Emergency Infant Services
- Founded: January 1, 1977
- Founder: Linda Watts
- Type: Non-governmental organization
- Focus: Humanitarian
- Location: Tulsa, Oklahoma;
- Region served: Regional
- Method: Aid
- Revenue: US$ $1,634,437 (2011)
- Endowment: US$ $271,663.62 from the Tulsa Community Foundation
- Employees: 11
- Volunteers: 900

= Emergency Infant Services =

Emergency Infant Services (EIS) is a nonprofit organization based in Tulsa, Oklahoma, focused on meeting the basic human needs of infants and children under five years old.

==History==
Emergency Infant Services was founded on January 1, 1977, by Linda Watts in the balcony of the Second Presbyterian Church in Tulsa, Oklahoma. Noticing how unexpected circumstances made it temporarily impossible for families to make ends meet, she decided it was time to lend a helping hand. The goal from the beginning has always been to help prevent families from falling further into a poverty cycle by helping with their immediate needs such as formula, diapers, food, wipes, clothing, and car seats. Currently, over half of the EIS' clients use the services provided only once a year, showing the agency is indeed helping them in a time of extenuating difficult circumstances. It was not until 2012 that EIS recognized it was time to expand its services to a second location and opened a new location on the East Side of Tulsa. By 2017, it was serving 30% of the total number of children being served each year. With that success, it was decided to open a satellite location with diapers and formula at the South Tulsa Community Center and a second one at the Dream Center. Combined, those two locations serve nearly 400 children each year. EIS has made it a mission to find partners in the Tulsa community to help support some of the long-term services clients need in addition to the short-term. The Blue Cross Blue Shield of Oklahoma provides free immunizations and other health services to families. Along with the Blue Cross Blue Shield, the Oklahoma Health Department and the Parent Child Center have also partnered with EIS to provide additional services to the community at large.

==Activities==
EIS is a Tulsa charity that provides emergency support for families with children aged less than six years of age and are in crises or emergency situations, including unemployment or under-employment, illness or injury, spousal and/or child abandonment, and home losses due to natural disasters such as tornadoes, floods, or fires.
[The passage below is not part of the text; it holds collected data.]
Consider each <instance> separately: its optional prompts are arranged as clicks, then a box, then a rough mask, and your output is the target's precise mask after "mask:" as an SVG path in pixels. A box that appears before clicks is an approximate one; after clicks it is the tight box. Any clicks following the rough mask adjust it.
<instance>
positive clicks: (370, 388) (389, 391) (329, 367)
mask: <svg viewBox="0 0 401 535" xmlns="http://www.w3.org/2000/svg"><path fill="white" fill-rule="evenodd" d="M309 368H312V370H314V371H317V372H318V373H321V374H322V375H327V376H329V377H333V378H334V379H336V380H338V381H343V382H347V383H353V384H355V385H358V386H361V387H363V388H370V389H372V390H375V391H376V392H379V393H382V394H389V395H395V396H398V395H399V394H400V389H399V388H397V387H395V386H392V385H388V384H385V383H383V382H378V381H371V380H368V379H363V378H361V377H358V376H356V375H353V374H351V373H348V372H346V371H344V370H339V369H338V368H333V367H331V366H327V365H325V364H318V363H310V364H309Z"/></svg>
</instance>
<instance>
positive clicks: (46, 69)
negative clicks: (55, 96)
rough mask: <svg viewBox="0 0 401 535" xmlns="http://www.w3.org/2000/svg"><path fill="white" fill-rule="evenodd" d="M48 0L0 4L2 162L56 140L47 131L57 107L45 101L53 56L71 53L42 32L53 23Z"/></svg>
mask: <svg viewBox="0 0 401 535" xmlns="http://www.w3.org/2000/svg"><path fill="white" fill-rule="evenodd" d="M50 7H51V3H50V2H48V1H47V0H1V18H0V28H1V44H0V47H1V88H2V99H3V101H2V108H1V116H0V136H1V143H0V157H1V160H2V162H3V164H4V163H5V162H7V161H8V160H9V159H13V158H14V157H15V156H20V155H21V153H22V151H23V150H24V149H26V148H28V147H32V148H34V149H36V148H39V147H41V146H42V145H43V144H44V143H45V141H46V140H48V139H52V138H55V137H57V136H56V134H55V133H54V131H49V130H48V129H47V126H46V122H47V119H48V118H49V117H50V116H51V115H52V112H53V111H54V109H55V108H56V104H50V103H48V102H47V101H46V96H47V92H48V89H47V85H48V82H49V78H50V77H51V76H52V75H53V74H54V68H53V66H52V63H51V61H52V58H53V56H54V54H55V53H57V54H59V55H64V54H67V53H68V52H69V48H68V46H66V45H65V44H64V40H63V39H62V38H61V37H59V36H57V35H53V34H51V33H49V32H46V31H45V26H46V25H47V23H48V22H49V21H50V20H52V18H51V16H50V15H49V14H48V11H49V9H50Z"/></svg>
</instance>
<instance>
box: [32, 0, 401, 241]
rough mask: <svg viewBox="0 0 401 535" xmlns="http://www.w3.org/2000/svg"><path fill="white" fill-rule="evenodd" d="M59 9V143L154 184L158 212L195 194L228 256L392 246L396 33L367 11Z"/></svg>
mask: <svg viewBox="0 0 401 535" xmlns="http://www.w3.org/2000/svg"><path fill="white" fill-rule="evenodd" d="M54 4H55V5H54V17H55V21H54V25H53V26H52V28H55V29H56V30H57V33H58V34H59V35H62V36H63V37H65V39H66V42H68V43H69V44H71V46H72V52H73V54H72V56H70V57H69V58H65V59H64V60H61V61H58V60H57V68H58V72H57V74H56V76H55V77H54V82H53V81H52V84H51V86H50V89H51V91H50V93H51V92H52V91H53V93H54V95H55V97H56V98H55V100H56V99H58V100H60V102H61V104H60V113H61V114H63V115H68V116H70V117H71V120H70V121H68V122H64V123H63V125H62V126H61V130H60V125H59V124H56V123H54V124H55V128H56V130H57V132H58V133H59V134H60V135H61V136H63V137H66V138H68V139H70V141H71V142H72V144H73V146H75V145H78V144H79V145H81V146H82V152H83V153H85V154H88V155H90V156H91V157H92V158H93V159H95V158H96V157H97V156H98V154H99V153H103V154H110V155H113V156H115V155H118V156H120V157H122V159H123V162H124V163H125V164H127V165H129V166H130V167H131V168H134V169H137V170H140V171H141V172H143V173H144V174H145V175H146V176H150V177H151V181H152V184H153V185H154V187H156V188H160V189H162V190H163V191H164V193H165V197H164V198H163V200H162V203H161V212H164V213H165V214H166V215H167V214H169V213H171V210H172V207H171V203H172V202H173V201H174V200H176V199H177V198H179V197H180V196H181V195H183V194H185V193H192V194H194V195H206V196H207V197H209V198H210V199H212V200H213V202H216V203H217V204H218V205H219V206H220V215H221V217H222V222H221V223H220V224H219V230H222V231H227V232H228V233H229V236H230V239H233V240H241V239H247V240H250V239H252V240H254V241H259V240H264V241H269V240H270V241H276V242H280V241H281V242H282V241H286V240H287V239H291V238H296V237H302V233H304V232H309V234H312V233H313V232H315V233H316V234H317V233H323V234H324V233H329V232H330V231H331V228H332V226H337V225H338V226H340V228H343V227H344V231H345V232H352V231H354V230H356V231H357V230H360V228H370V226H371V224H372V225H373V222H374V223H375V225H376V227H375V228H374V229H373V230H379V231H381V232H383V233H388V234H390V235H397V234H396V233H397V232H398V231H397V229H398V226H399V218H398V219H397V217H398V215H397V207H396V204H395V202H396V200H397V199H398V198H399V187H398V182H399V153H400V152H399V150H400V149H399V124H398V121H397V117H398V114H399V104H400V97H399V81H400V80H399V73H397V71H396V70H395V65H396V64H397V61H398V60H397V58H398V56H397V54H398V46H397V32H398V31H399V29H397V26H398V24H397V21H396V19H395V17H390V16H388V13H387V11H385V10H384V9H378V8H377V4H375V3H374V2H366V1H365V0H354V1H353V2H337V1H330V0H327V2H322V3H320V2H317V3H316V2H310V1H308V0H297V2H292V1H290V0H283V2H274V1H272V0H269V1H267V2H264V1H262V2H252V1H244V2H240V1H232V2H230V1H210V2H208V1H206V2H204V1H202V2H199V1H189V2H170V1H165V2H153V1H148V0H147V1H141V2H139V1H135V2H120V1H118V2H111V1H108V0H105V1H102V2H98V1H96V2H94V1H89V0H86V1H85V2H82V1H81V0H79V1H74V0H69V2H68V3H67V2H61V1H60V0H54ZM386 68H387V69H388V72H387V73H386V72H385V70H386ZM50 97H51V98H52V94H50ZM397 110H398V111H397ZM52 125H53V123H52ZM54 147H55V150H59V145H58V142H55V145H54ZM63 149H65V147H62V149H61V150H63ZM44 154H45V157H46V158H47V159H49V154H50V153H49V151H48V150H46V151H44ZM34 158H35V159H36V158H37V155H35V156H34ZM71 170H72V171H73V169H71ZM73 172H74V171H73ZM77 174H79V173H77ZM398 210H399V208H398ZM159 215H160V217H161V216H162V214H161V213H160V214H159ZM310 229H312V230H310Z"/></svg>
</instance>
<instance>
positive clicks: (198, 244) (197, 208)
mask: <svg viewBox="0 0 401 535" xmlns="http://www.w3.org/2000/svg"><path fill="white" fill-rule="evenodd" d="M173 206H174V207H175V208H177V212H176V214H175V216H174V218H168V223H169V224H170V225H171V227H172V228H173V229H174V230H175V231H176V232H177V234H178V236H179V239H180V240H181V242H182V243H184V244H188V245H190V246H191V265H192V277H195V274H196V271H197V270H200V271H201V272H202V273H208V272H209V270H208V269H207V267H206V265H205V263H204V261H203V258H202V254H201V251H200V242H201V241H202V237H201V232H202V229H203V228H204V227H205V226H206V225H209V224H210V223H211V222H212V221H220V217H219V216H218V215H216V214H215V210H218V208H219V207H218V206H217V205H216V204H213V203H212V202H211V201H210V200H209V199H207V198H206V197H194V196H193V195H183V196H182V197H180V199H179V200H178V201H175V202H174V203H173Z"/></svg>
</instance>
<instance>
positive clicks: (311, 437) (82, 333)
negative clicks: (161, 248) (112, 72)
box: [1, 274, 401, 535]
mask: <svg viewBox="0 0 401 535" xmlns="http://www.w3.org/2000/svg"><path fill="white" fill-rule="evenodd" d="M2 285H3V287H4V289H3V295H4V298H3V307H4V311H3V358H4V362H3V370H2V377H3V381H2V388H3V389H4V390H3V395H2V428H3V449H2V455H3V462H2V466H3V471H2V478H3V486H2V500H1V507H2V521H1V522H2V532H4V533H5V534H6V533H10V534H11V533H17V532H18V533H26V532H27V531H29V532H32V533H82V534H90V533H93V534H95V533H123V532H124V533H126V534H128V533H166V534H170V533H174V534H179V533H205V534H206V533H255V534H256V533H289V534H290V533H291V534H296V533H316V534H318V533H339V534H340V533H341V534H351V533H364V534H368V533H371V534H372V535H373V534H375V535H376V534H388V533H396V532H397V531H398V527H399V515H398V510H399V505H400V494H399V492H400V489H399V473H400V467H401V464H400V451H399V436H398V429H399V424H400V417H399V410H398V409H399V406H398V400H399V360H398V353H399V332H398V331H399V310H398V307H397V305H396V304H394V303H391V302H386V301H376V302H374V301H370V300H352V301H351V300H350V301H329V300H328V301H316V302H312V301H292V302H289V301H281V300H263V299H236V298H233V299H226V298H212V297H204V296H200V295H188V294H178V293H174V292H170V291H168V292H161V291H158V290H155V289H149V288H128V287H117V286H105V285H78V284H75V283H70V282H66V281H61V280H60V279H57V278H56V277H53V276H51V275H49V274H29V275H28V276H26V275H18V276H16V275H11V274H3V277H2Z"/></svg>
Eighty-five percent of those who use EIS’ services are the working poor: people struggling to make ends meet and occasionally needing "a hand up".

To provide immediate access for needy parents, EIS does not require appointments, income qualification, or complex paperwork to be filled out.

Immediate and free services are provided for diapers & pull-ups, infant formula, children's & maternity clothing, medications, hygiene items, linens, cribs, and child safety seats. EIS also functions as a Tulsa food pantry for baby foods and toddler foods.

EIS assisted with the creation of infant crisis services in Oklahoma City, Oklahoma, Ft. Worth, Texas, and Houston, Texas. The Tulsa location assists over 1000 infants and toddlers each month.

Over 900 volunteers in Tulsa support EIS. In 2011, EIS provided food, clothing, medical assistance, furniture, car seats, and social services to over 8,235 families with 13,723 infant children.

Fundraising consists of an endowment from the Tulsa Community Foundation, and fundraisers including "$35,000 in 35 days".

In 2016–2017, EIS served 10,075 families consisting of 18,805 children providing 690,545 diapers as well as 305,160 bottles of formula.

==Awards==
===Oklahoma non-profit Excellence Awards===
Emergency Infant Services was a 2012 finalist for the Oklahoma non-profit Excellence Awards, sponsored by the Oklahoma Center for Non-Profits, a nonprofit organization equipping and strengthening the Oklahoma nonprofit sector through training, consulting, advocacy, membership, networking, and awards.

===Champion of children's health===
Emergency Infant Services was a 2011 finalist for Champion of Children's Health, sponsored by the Champions of Health organization, a program that "celebrates people and organizations that are making a positive impact on the health of Oklahoma citizens through innovative programs."

In 2012, Emergency Infant Services won the Champion of Children's Health award.